= Hermann Breymann =

German philologist (1842–1910)

Hermann Wilhelm Breymann (3 July 1842 – 6 September 1910) was a German philologist and pedagogue.

==Biography==
Breymann was born in Oker, the son of a senior metalworker. He studied at University of Paris, Marburg University, and the University of Bonn. He received a doctorate in 1868 from the University of Göttingen, where he had studied under Romanist Theodor Müller. Breymann next lived in Manchester and London, first as a private tutor in Manchester, before taking the position of associate professor at Owens College.

Breymann became the joint professor for French and English at the Ludwig-Maximilians-Universität München in 1875, focusing on modern language, alongside Konrad Hofmann who focused on the older forms of both languages. In 1892, Breymann became the first Professor of Romance Philology at the Ludwig-Maximilians-Universität München. He was at the same time a member of the royal Bavarian Supreme School Council (königlich bayerischen Obersten Schulrates). In 1876, he founded the Academic New Philogogy Club (ANV, Akademisch-Neuphilologischen Verein), and would also become a Privy Councillor. He was followed in this chair by fellow Romanist Karl Vossler in 1911.

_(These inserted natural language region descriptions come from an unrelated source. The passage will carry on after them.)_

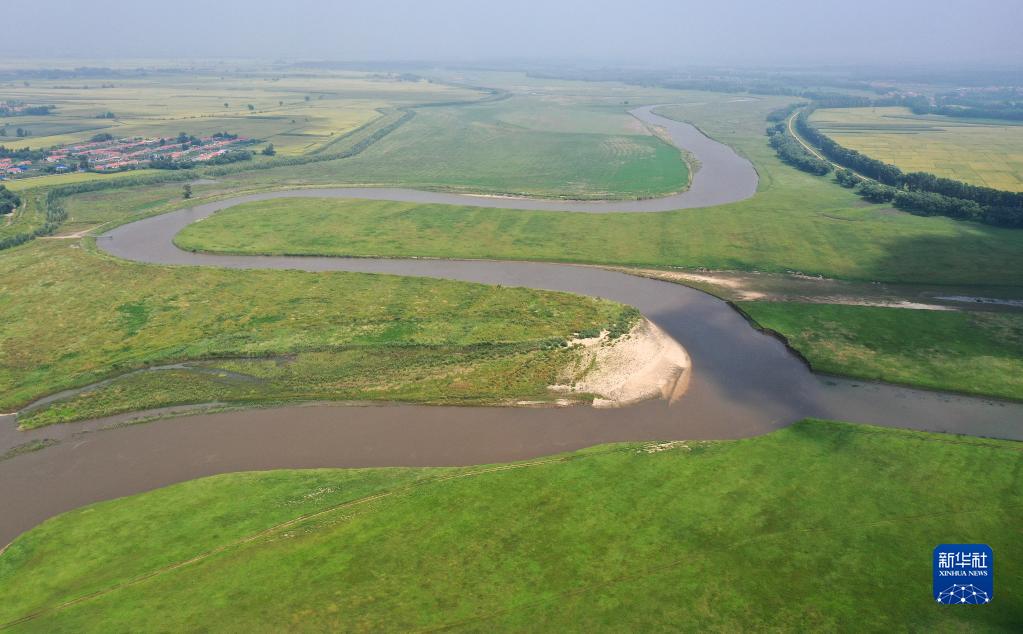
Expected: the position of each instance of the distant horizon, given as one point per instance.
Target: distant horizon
(649, 32)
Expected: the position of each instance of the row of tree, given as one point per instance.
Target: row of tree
(793, 152)
(951, 197)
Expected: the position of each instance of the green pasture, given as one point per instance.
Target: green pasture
(70, 316)
(988, 153)
(806, 529)
(969, 352)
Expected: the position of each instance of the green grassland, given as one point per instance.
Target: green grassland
(514, 146)
(971, 352)
(70, 316)
(988, 153)
(796, 222)
(801, 530)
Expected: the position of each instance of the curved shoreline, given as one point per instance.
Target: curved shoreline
(743, 382)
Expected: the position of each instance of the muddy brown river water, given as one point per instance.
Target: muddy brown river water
(744, 382)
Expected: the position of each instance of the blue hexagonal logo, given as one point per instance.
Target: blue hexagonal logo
(964, 574)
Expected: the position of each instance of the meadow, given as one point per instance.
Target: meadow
(521, 145)
(980, 152)
(796, 222)
(969, 352)
(299, 115)
(803, 530)
(768, 233)
(71, 316)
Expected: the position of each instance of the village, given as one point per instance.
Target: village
(105, 153)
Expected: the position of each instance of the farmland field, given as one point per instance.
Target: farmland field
(170, 103)
(796, 222)
(615, 537)
(980, 152)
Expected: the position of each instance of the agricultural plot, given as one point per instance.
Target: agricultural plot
(988, 153)
(519, 146)
(70, 316)
(298, 116)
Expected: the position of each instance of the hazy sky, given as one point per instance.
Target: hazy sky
(656, 32)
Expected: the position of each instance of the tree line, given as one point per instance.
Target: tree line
(793, 152)
(920, 192)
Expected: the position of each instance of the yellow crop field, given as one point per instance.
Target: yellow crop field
(988, 153)
(297, 114)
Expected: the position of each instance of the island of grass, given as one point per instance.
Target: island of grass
(799, 530)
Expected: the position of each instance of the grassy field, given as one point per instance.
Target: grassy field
(970, 352)
(517, 146)
(202, 103)
(988, 153)
(796, 222)
(802, 530)
(70, 316)
(862, 243)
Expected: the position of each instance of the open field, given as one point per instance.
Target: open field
(167, 103)
(516, 146)
(862, 243)
(776, 532)
(796, 222)
(988, 153)
(969, 352)
(70, 316)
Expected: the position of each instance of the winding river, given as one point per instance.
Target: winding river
(744, 382)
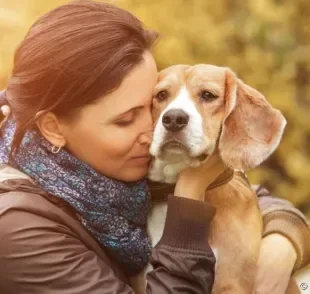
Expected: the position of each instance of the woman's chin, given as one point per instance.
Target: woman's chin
(132, 175)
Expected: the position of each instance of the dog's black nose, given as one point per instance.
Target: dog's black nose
(175, 120)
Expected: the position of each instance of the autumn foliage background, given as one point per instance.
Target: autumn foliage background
(266, 42)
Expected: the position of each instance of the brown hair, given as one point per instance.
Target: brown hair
(70, 57)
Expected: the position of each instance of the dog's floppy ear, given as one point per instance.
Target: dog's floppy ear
(251, 128)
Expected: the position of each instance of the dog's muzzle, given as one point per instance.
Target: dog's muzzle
(175, 120)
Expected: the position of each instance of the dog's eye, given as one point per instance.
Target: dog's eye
(208, 96)
(162, 95)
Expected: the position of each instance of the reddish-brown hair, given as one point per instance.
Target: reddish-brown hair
(70, 57)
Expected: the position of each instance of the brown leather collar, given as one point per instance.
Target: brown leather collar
(160, 191)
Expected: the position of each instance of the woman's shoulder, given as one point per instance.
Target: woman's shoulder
(25, 209)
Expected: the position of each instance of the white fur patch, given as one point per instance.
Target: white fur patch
(193, 132)
(165, 171)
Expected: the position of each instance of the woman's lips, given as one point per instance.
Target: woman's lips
(141, 159)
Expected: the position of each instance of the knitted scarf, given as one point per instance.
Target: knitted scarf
(114, 212)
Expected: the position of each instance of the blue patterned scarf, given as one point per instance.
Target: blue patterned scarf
(114, 212)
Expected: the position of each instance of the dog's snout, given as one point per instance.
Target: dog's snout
(175, 120)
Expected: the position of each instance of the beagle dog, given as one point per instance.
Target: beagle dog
(199, 110)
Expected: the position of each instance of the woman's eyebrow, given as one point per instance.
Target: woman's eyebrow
(130, 110)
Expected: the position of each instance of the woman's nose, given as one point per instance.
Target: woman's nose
(146, 138)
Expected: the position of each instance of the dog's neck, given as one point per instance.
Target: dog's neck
(160, 191)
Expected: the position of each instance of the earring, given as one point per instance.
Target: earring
(56, 149)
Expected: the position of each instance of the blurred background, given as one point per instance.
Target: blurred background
(266, 42)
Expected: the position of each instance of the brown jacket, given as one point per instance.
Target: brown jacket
(45, 249)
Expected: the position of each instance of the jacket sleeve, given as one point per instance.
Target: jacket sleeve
(40, 255)
(280, 216)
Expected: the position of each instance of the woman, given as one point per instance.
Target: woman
(74, 152)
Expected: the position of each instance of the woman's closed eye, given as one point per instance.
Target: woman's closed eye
(126, 120)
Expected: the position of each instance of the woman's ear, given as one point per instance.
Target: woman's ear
(50, 128)
(252, 128)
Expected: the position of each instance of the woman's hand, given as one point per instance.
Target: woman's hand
(275, 264)
(193, 182)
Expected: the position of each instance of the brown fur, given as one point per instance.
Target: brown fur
(236, 234)
(246, 129)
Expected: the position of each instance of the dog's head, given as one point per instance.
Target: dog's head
(199, 108)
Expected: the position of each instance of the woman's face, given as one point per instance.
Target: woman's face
(113, 135)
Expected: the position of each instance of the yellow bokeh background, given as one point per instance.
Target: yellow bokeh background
(266, 42)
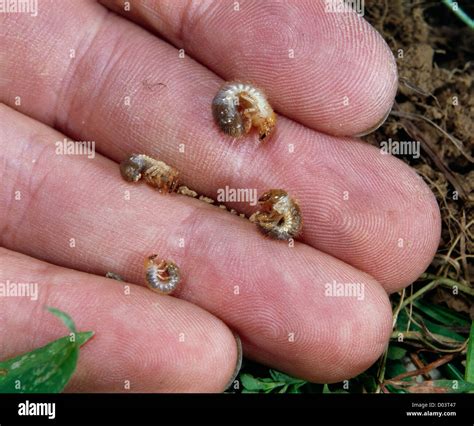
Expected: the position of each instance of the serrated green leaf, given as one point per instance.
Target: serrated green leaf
(469, 374)
(44, 370)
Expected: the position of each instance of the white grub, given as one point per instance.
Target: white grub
(237, 107)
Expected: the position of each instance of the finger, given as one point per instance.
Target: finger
(367, 209)
(143, 342)
(275, 297)
(330, 71)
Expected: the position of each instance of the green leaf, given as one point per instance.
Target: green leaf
(278, 376)
(442, 386)
(441, 314)
(66, 319)
(326, 389)
(396, 352)
(46, 369)
(470, 357)
(253, 384)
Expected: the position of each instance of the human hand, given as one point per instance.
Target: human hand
(95, 76)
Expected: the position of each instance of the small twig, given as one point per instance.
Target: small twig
(463, 16)
(425, 370)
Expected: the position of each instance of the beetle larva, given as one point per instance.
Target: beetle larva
(162, 277)
(239, 106)
(154, 172)
(279, 215)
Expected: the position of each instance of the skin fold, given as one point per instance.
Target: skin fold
(368, 218)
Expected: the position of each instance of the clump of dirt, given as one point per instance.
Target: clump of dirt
(435, 106)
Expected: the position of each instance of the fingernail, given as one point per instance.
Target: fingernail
(239, 360)
(373, 129)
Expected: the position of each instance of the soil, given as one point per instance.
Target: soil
(435, 106)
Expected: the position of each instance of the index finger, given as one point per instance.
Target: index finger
(330, 71)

Breymann died in Bad Reichenhall on 6 September 1910. He was aged 68.

==Literary work==
From 1890 he was editor of the Münchener Beiträge zur romanischen und englischen Philologie ("Munich contributions to Romance and English philology"). He is the author of:
- Les deux livres des Macchabées (1868) - The two books of the Maccabees.
- La dîme de pénitance : altfranzösisches Gedicht, (1874) - "La dime de penitance", an Old French poem written for the first time in 1288 by Jehan de Journi and from a manuscript of the British Museum.
- "A French grammar, based on philological principles", published in English in 1874.
- "Second French exercise book", published in English in 1875.
- Französisches Elementarbuch für Gymnasien und Progymnasien 1886 - French elementary book for high schools and secondary schools.
- Diez, sein Leben, seine Werke (1878) - Friedrich Diez, his life and works.
- Marlowe's werke, historische-kritische Ausgabe (from 1889) - Christopher Marlowe's works, historical-critical contribution (with Albrecht Wagner).
- Die neusprachliche Reform-Literatur 1876-93, (1895) - Modern language reform-literature of 1876–93.
- Die phonetische Literatur von 1876-95 (Leipzig 1897) - Phonetic literature of 1876–95.
- Die neusprachliche Reform-Literatur 1894-99, (1900) - Modern language reform-literature of 1894–99.
- Calderon Studien (1905) - Pedro Calderón de la Barca studies.